GATE Overflow | Mock GATE | Test 1 | Question: 65

Question

Consider the following operators used in an arbitrary regular expression parsing.
(In all the below statements, capital letters denote the operator. Ignore quotes.)
'xPy' denotes a double occurrence of either x or y.
'xQ' denotes zero or one occurrence of x
'ySxSz' denotes x should be preceded and followed by at least one occurrence of y and z respectively.
Given a regular expression: bSaSabPaaQ
Which of the following strings does not belong to the above given regular expression?

• A. bbaaabba
• B. baaabb
• C. bbbaaaa
• D. baabbaaaa

Comments

A can be generated in this way,but how B can be generated?

Answer 1

part 1.bSaSa means that a should be preceeded by atleast one occurence of b and followed by atleast one occurrence of a.

part 2.bPa means a double occurrence of either a or b

part 3.aQ means zero or one occurrence of a.

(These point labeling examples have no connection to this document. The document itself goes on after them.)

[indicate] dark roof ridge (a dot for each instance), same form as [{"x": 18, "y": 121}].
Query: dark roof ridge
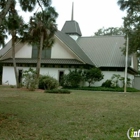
[{"x": 103, "y": 36}]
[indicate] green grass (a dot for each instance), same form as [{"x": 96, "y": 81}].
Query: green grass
[{"x": 81, "y": 115}]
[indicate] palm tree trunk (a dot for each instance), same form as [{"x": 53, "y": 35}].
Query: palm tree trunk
[
  {"x": 39, "y": 55},
  {"x": 5, "y": 10},
  {"x": 13, "y": 55}
]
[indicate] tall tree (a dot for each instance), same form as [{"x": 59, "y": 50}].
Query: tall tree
[
  {"x": 132, "y": 22},
  {"x": 26, "y": 5},
  {"x": 14, "y": 25},
  {"x": 109, "y": 31},
  {"x": 42, "y": 30}
]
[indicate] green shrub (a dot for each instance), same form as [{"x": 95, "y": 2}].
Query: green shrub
[
  {"x": 63, "y": 91},
  {"x": 29, "y": 79},
  {"x": 93, "y": 75},
  {"x": 73, "y": 79},
  {"x": 12, "y": 86},
  {"x": 47, "y": 82},
  {"x": 107, "y": 83}
]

So in all the strings these rules need to be followed.We will break the strings into 3 part so that application of all the rules can be examined efficiently.

1. bbaaabba - 

         bb-a-aa part 1 

        bb means part 2 double occurence of b and a is part 3 one occurence of a So it belongs to the given regular expression.

       2.    baaabb 

         b-a-aa part 1 satisfied bb part 2 satisfied zero occurrence of a part 3 satisfied . So it also belongs to the regular expression.

       3. bbbaaaa 

       bbb-a-a part 1 satisfied aa part 2 satisfied  zero occurrence of a part 3 satisfied . So it also belongs to the regular expression

       4. baabbaaaa

      b-a-a part1 bb-part 2 but aaaa doesnt account here . So it does not belong to the regular expression.

 

Comments

it is given in the question that which of the strings does not belong to RE according to your explaination  D does not belong to RE so answer is 1

---

@suyash sayankar ya option 4 i.e d and only 1 doesnt belong to it

---

But in question it is not clearly told what they want
They want option number of string not in the regex or how many strings are not in regex.

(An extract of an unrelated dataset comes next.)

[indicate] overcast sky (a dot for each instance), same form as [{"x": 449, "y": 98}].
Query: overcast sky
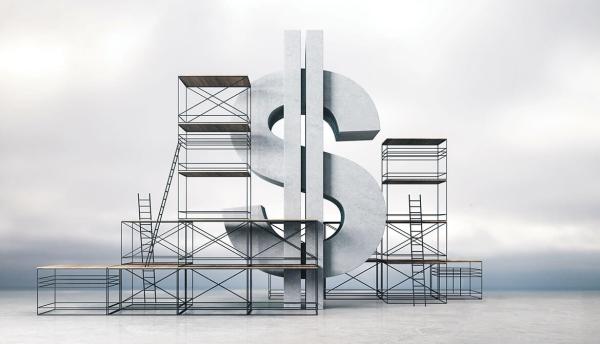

It should have been designed as MCQ.

Answer 2

Convert $bSaSabPaaQ$  into standard regular expressions = $b^+aa^+(bb+aa)(\lambda + a)$. Now, it is very easy and efficient.

Answer 3

We can convert the rules as:

Rule1 = xPy = $(xx+yy+xxy+xyy)$

Rule2 = xQ = $(\epsilon + x)$

Rule3 = ySxSz = (yy*xzz*)

 

Convert the given regular expression:

bSaSaBPaaQ = $(bSaSa)(bPa)(a+\epsilon)$

=>$((Rule3)(Rule1)(Rule2))$

 

Now using bottom up parsing, it is easy to that above regex can't generate D.
$baabbaaaa$ => $(baa)bbaaaa$ => $(Rule1)bbaaaa$

Now we can either reduce $bba$ or $bb$ which will match to rule2 but in both reductions, there will be either $aaa$ or $aaaa$ remaining to be reduced which doesn't match Rule3.

(Please comment if I missed something or did something wrong.)